10. Solange das XXXXX-System, wie im vorliegenden Fall, als bloßes zusätzliches Angebot eingesetzt wird, ist es nicht erforderlich, dass damit das vollständige Angebot der Apotheke abgebildet wird. Auch wenn bestimmte Darreichungsformen (Großpackung, Teilpackung, Rezeptur) nicht angeboten werden können, ist dies unschädlich. Auch eine "normale" geöffnete Apotheke übernimmt keine Garantie für ein umfassendes Arzneimittelangebot (i.E. ebenso VG Mainz, Urteil vom 21.11.2008 - 4 K 375/08.MZ -, juris-Rdnr. 43).

11. Auch dass innerhalb des XXXXX-Systems eine Überprüfung des Verfallsdatums durch direkten oder Kamera-Blick auf die Verpackung nicht möglich ist, rechtfertigt die Untersagung seines Einsatzes nicht. Nach § 10 Abs. 1 Satz 1 Nr. 9 AMG dürfen Fertigarzneimittel nur dann in den Verkehr gebracht werden, wenn auf den Behältnissen und den äußeren Umhüllungen u.a. das Verfallsdatum angegeben wird. Ob dies der Fall ist, kann entweder bei jedem einzelnen Verkaufsvorgang oder für das gesamte Lager einer Apotheke sichergestellt werden. Der Kläger hat in überzeugender Weise dargelegt, dass die Verfallsdaten der bei ihm lagernden Fertigarzneimittel periodisch und umfassend geprüft und Packungen frühzeitig aussortiert werden. Seinen Ausführungen hat auch der Beklagte nicht widersprochen. Eine individuelle Überprüfung bei jedem einzelnen Verkaufsvorgang ist darüber hinaus weder gesetzlich ausdrücklich gefordert noch aus allgemeinen Gründen der Arzneimittelsicherheit zwingend geboten.
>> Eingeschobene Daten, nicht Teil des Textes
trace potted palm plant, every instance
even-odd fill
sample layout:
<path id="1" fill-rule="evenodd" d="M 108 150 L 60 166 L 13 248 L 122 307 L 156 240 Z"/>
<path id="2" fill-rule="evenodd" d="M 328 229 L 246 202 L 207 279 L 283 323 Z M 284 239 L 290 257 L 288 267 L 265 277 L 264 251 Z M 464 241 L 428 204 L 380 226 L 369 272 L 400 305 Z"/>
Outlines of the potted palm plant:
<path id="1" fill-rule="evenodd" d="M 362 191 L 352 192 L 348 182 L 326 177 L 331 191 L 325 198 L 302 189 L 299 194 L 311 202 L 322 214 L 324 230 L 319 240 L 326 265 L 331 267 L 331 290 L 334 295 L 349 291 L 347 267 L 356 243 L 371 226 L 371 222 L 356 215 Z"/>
12. Daraus folgt abschließend, dass der Einsatz des XXXXX-Systems zur Ausgabe von Arzneimitteln, die nicht verschreibungspflichtig und auch nicht verschrieben sind, mit den einschlägigen apothekenrechtlichen Vorschriften in Einklang zu bringen und dessen Untersagung daher insoweit aufzuheben ist.

III. Die Kostenentscheidung beruht auf § 155 Abs. 1 Satz 1 VwGO.
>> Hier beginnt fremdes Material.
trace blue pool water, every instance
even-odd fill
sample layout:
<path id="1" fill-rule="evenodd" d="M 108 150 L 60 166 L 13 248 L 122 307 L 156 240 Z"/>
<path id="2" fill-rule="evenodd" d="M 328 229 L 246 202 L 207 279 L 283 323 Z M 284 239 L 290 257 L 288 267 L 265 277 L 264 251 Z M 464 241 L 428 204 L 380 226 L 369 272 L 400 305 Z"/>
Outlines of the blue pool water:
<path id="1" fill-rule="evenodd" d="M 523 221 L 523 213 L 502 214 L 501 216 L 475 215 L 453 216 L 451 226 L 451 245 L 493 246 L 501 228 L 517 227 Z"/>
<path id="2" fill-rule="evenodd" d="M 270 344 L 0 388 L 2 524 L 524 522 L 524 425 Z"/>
Die Revision wird zugelassen, denn die Frage, ob und welche Arzneimittel über das XXXXXX-System zum Kauf angeboten werden dürfen, ist von grundsätzlicher Bedeutung im Sinne des § 132 Abs. 2 Nr. 1 VwGO.

Beschluss

Der Streitwert des Berufungsverfahrens wird auf 15.000,-- EUR festgesetzt (vgl. §§ 47 Abs. 1 Satz 1, 52 Abs. 1 GKG i.V.m. Nr. 54.2.1 des Streitwertkatalogs 2004 der Verwaltungsgerichtsbarkeit).

Dieser Beschluss ist unanfechtbar (§§ 68 Abs. 1 Satz 5, 66 Abs. 3 Satz 3 GKG).